# 07-01 - Neighborhood-based Similarity Scores

*June 12 2024*  

A simple approach to predict links in networks is to calculate scores that capture pairwise similarities between nodes. In the first practice session, we implement different approaches that use the neighborhood of a node to calculate similarity scores.

In [None]:
import numpy as np

from matplotlib import pyplot as plt
from collections import defaultdict

import scipy as sp

import pandas as pd
import seaborn as sns

import pathpyG as pp

plt.style.use('default')
sns.set_style("whitegrid")

plot_style = {
    'edge_color': 'grey'
}

We first create our well-known toy example.

In [2]:
n = pp.Graph.from_edge_list([('a', 'b'), ('b', 'c'), ('c', 'a'), ('d', 'e'), ('e', 'f'), ('f', 'g'), ('g', 'd'), ('d', 'f'), ('b', 'd')]).to_undirected()
pp.plot(n, node_label=[v for v in n.mapping.node_ids]);

This network exhibits two "clusters", where one could argue that in the second cluster one link from node "e" to "g" is "missing", i.e. there is one pair of nodes between which a link is intuitively most likely.

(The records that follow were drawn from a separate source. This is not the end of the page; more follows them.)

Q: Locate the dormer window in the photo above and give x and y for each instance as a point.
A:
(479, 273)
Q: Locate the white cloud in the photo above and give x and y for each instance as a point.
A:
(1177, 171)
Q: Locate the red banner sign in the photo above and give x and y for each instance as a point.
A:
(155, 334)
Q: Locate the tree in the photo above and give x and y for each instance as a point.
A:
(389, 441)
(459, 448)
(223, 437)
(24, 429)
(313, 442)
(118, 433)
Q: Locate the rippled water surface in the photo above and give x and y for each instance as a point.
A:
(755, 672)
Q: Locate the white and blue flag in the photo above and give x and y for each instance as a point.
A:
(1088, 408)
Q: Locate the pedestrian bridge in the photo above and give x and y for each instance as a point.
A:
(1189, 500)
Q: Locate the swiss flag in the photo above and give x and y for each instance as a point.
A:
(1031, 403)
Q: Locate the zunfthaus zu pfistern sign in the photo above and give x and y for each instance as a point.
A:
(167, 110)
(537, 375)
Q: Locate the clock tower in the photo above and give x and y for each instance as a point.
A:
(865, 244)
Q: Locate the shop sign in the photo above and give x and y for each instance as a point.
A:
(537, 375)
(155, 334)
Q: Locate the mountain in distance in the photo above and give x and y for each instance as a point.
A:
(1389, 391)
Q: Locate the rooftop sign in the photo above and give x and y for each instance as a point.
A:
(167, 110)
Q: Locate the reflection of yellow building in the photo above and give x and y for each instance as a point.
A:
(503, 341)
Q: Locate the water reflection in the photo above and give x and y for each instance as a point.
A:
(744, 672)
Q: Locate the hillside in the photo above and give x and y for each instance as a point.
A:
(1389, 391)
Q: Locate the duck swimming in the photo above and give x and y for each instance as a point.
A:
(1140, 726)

We start with some boilerplate code that helps us to visualize pair-wise node similarities and which we will use to address link prediction. 

We first implement a function `get_node_similarities` that accepts three arguments. The first argument is the network for which we wish to calculate pairwise node similarities. The second argument is a function `score` that will be called for each pair of nodes. This function must accept four arguments: the network, the uid of the first node, the uid of the second node and a dictionary of arbitrary keyword arguments that can be used to parameterize the calculation of the score.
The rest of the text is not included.